ControlMonkey uses the Terraform Infrastructure-as-Code (IaC) technology to define the environment. The platform connects to each supported vendor and reverse engineers live configurations into Terraform HCL code. It then creates versioned snapshots on a daily basis.
The workflow has three phases. First, the platform performs a full asset inventory after connecting a vendor. Second, it identifies which resources have no code coverage and flags them for the operator. Third, it enables daily configuration snapshots so teams have a known-good state to recover from.
“The way to back up your configuration is with infrastructure as code,” Twizer explained. “We specifically do that with Terraform, and our core technology, our secret sauce, is to take providers or vendors of infrastructure and reverse engineer existing configuration, live configuration, to code.”
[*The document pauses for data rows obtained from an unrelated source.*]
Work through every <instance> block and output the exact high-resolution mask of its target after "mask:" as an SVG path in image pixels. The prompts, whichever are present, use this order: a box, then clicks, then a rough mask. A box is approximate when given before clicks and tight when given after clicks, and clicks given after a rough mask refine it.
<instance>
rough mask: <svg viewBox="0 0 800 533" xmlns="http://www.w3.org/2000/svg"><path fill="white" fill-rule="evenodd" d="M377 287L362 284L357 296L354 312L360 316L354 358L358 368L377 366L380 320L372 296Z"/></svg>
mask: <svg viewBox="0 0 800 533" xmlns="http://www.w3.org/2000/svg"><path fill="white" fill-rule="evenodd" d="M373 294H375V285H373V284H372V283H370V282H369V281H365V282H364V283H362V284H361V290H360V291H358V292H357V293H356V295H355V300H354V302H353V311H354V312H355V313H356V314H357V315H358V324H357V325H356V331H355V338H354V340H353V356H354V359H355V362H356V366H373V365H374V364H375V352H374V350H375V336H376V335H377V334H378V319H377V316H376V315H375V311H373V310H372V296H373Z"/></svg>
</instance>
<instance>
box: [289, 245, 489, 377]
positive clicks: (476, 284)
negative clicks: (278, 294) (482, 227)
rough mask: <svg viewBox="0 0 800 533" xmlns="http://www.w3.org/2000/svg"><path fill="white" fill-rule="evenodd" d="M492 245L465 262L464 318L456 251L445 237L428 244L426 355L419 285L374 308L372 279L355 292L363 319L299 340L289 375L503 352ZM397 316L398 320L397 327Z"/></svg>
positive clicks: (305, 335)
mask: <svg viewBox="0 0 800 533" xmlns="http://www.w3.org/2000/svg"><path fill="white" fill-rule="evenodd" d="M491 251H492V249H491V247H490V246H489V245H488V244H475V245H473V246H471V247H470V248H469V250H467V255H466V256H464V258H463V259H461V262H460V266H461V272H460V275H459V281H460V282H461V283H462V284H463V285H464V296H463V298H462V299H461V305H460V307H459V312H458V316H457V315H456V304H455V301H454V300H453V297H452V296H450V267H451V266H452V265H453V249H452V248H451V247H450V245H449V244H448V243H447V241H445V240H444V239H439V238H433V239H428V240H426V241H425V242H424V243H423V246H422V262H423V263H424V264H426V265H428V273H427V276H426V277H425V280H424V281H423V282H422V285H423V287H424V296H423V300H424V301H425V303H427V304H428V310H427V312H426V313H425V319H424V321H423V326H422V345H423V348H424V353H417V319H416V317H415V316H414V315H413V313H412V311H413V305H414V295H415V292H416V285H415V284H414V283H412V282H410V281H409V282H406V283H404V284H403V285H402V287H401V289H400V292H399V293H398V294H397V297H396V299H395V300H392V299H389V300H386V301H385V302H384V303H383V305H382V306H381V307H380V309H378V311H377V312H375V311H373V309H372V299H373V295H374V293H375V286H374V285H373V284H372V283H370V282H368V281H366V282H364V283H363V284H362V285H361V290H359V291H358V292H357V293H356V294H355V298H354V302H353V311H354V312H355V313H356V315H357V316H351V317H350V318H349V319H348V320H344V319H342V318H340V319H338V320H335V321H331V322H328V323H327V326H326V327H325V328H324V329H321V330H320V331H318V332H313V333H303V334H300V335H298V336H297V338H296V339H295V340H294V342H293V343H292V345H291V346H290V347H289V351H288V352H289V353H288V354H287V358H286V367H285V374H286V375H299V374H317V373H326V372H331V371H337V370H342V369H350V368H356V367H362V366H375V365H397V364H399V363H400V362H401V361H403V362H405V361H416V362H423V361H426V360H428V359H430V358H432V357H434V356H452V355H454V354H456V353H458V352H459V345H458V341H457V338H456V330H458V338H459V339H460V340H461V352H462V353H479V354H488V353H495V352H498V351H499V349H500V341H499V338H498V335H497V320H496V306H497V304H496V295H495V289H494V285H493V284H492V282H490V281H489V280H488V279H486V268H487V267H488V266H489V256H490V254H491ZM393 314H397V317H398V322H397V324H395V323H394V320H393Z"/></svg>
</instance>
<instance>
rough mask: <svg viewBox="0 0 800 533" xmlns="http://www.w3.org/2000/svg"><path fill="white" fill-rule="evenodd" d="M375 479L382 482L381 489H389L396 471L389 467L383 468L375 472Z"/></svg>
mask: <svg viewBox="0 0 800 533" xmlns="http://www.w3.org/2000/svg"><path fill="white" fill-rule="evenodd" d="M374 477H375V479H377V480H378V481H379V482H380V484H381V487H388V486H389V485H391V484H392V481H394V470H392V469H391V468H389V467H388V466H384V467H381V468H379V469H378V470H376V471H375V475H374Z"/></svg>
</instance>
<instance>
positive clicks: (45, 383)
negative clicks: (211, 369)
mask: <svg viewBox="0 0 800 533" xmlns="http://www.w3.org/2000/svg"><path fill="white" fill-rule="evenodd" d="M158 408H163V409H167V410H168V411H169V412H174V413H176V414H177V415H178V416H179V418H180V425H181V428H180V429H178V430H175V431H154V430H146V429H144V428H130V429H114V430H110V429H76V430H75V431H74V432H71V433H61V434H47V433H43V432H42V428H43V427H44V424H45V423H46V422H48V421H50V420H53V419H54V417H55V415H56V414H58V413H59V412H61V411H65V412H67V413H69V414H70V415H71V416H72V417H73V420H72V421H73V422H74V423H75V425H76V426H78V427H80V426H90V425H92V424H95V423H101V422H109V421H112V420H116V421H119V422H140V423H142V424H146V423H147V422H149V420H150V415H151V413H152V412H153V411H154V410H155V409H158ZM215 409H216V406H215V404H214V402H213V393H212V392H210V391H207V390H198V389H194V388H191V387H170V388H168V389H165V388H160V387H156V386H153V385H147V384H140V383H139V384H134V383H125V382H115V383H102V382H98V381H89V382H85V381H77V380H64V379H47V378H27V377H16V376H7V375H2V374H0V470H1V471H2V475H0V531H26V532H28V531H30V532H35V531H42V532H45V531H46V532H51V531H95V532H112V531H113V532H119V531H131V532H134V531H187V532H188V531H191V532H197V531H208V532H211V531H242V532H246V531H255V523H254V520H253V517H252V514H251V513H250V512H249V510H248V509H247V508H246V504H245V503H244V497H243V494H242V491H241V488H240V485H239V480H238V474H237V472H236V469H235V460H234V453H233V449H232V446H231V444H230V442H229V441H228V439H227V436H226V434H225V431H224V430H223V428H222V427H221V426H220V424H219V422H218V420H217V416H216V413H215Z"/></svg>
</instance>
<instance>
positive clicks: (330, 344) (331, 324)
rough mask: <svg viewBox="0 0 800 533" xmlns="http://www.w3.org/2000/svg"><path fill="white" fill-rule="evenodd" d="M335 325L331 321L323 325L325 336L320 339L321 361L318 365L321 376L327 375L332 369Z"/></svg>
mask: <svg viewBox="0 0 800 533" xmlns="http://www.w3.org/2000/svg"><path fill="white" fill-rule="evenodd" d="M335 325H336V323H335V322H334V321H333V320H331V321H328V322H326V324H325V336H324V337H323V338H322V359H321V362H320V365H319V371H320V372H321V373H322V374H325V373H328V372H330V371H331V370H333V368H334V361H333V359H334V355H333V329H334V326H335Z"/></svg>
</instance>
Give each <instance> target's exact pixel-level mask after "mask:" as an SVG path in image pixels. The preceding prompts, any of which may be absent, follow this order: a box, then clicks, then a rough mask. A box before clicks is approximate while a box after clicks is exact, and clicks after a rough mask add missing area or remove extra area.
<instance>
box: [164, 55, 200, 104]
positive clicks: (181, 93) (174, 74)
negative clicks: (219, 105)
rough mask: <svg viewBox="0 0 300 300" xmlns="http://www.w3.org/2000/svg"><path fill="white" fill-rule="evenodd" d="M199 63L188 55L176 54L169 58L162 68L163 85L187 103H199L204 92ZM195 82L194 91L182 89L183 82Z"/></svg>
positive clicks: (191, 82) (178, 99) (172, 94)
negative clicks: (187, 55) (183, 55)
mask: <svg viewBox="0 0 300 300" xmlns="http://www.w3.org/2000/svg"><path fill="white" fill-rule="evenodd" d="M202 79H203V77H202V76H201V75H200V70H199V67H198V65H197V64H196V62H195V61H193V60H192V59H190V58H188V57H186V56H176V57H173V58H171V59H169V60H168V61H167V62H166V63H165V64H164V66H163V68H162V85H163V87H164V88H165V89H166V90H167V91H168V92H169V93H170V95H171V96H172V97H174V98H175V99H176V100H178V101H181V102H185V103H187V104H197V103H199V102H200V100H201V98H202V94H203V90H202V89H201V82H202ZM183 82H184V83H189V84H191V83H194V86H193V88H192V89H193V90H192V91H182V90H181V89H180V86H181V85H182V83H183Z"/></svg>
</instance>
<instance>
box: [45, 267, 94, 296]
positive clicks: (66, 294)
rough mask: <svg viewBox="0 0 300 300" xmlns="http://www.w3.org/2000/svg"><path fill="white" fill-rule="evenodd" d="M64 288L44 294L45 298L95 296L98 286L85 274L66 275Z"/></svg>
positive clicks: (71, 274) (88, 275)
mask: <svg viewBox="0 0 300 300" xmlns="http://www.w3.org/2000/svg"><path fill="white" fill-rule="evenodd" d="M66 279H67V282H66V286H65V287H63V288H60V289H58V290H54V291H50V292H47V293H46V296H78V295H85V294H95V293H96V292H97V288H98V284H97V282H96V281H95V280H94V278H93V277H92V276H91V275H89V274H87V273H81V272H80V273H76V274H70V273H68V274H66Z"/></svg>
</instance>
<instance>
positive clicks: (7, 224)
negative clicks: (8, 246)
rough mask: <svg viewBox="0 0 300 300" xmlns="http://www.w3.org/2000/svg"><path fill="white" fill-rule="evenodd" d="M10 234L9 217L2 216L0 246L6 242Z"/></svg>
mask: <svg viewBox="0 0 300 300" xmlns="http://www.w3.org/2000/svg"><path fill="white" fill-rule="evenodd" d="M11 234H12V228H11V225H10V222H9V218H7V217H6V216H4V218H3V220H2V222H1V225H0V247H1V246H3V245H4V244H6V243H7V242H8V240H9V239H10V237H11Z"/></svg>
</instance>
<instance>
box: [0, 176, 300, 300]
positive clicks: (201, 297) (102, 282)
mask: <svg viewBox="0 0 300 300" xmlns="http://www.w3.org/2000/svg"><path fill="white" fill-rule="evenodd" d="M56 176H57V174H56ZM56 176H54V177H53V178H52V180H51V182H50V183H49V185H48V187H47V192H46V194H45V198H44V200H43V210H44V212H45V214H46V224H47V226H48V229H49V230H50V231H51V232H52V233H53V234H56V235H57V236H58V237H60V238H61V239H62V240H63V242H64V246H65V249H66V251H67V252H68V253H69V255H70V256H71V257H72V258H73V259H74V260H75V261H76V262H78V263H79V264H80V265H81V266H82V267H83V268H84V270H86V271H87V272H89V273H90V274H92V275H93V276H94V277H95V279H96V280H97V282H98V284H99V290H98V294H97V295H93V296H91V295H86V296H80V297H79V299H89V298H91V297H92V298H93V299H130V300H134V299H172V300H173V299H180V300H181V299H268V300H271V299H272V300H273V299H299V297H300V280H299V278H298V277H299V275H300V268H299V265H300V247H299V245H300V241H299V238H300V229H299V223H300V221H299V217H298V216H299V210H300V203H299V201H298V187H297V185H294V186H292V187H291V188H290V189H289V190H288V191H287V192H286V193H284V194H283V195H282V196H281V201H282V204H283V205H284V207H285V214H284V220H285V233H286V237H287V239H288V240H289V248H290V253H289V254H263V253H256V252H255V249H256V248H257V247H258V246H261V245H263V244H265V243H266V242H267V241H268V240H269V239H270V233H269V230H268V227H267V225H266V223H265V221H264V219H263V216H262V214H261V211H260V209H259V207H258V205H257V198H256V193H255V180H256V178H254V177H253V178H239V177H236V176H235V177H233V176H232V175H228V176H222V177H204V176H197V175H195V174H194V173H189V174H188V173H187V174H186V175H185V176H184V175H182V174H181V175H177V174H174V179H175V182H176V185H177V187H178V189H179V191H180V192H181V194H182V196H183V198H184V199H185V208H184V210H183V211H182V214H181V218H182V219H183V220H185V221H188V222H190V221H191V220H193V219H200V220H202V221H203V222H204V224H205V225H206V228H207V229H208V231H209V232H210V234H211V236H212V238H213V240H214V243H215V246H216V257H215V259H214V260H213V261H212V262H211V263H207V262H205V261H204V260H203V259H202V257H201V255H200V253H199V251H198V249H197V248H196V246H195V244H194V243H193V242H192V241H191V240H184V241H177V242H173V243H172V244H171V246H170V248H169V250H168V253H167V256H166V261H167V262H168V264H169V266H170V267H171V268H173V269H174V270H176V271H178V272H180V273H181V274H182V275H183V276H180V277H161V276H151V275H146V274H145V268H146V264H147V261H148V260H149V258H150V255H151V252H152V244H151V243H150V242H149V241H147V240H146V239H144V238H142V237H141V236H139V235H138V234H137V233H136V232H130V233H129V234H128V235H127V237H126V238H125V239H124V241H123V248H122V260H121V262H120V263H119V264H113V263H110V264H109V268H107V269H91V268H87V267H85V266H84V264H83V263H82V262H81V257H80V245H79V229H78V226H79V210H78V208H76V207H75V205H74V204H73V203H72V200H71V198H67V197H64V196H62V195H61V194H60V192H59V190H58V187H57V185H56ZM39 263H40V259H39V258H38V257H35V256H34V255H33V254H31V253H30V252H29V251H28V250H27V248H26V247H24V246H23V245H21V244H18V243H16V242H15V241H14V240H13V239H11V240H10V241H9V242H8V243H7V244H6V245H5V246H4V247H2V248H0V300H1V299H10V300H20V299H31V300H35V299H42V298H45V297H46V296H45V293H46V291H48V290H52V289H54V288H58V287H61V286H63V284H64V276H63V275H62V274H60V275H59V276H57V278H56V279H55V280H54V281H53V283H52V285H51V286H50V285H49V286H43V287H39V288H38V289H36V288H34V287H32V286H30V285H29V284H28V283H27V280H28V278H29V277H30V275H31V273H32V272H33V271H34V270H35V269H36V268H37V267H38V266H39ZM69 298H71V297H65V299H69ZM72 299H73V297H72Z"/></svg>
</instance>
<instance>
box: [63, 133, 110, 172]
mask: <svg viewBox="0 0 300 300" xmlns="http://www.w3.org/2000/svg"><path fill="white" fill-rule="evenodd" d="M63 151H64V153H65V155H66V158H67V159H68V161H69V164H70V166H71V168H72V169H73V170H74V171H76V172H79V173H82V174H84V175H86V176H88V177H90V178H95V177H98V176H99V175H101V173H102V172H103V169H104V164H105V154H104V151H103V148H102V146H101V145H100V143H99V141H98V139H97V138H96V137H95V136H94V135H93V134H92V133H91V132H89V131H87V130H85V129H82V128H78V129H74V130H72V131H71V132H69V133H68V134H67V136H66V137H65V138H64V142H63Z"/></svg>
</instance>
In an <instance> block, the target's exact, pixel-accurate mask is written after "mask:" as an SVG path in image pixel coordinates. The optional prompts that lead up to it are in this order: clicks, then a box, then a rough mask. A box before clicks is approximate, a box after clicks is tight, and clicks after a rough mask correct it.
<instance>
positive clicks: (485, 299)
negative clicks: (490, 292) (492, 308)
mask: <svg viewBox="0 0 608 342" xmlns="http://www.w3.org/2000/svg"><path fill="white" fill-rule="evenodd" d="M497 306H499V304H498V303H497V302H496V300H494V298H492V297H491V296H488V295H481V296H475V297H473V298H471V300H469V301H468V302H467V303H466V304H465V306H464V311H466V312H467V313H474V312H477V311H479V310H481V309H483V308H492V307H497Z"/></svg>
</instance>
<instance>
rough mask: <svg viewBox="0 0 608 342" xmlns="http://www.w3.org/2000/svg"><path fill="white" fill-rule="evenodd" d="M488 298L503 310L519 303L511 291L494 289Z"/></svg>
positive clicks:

Recovery is executed through a one-click restore. When an incident occurs, the platform uses Terraform automation to provision the last known-good configuration into a second tenant. Customers can also use ControlMonkey APIs to build automated recovery playbooks triggered from external alerting tools such as PagerDuty or Datadog.
Scope: Configuration recovery, not vendor availability
To be clear, ControlMonkey isn’t a solution that will solve the issue of provider outages. The platform addresses configuration recovery, not vendor availability monitoring.
The primary scenario ControlMonkey is designed for is a ransomware attack that deletes or corrupts network configurations rather than data. In that situation, workloads and data may be intact but the network control plane is gone and applications become unreachable.